Film. Always film. I can't remember a time in my life where film hasn't played the most integral part in shaping who I am and how I see the world. A day doesn't feel complete to me until I've seen at least one film, hopefully something I've never seen before.
11. What influenced you to enter the festival? What were your feelings on the initial feedback you received?
The thing that influenced me to enter this festival specifically was the fact that it was focused around LGBTQIA+ writers and stories. Today, more than ever, we need to champion the voices from the vast spectrum of our community. I have been sitting on this story for the better portion of 25 years and finally sitting down to write it after all that time, the emotions that it conjures for me are so strong and so urgent and I'm just one storyteller in a sea of LGBTQIA+ writers who all have their own urgent stories vying to be told.
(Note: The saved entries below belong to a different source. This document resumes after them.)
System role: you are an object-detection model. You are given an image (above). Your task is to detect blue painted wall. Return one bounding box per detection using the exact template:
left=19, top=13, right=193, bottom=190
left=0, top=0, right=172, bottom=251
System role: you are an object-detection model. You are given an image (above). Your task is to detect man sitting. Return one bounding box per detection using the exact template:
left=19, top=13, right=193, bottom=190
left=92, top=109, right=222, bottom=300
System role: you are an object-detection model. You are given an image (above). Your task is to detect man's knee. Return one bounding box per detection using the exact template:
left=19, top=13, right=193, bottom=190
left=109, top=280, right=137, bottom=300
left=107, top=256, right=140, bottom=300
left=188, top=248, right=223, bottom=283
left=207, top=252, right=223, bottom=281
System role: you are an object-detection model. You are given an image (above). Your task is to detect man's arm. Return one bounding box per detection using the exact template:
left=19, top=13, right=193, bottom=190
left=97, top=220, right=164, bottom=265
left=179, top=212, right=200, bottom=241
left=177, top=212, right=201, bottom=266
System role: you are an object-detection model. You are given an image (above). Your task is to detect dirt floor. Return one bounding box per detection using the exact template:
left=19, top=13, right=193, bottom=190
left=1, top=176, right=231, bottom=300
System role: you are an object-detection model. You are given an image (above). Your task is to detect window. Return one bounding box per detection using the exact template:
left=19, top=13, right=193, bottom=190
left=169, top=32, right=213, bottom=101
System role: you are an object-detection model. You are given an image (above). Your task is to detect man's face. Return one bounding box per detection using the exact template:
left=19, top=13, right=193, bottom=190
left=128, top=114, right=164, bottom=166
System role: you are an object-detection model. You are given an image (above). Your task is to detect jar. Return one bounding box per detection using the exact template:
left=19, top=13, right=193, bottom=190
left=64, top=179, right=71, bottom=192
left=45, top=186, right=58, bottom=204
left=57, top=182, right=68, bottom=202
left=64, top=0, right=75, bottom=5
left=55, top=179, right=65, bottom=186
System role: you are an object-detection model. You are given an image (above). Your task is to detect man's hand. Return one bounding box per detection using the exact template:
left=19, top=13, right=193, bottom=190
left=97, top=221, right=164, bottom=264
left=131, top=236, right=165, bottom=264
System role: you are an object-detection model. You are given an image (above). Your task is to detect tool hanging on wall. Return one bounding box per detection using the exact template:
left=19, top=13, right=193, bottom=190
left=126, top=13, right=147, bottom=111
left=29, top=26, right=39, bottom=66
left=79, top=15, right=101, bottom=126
Spaces like this festival give our community a chance to share in that act of storytelling and ground us in all of our own urgencies.
The initial feedback I got was actually really surprising for me since this was my first script. I was not expecting to win, let alone receive any feedback beyond "this needs a lot of work." In my mind, anything I create will always need a lot of work. I also have to keep in mind as I'm writing that anyone who reads my work is going to bring their own subjective experience to bear on whatever material they're interacting with. Everyone will always have suggestions for improvement and, I think the goal is to find that sweet spot where people can put their quibbles aside and relate to the material at its core.
One of the great things about this festival is that it has given me a chance to work with various people in various settings that have shown me ways to improve my writing and enhance the work that I do. I did a script consultation with someone who offered me ways to look at my story that, in a million years, I never would have thought to do, but, whose perspective enriched my writing so thoroughly that, even though I'd been sitting with these characters in my head for so long, I was able to see them in an entirely different light than I'd ever seen them before. My favorite thing about that experience was that, with those suggestions, I was able to make some tweaks, resubmit, and my score eventually changed from a 7 out of 10 to a 9 out of 10. And, I still get a chuckle whenever I think of the feedback I received about that score change that it couldn't be raised to a 10 out of 10 because it's inherently too depressing. It is, and I agree, and that's why I go back to this idea that writing this story, for me, was an act of therapy.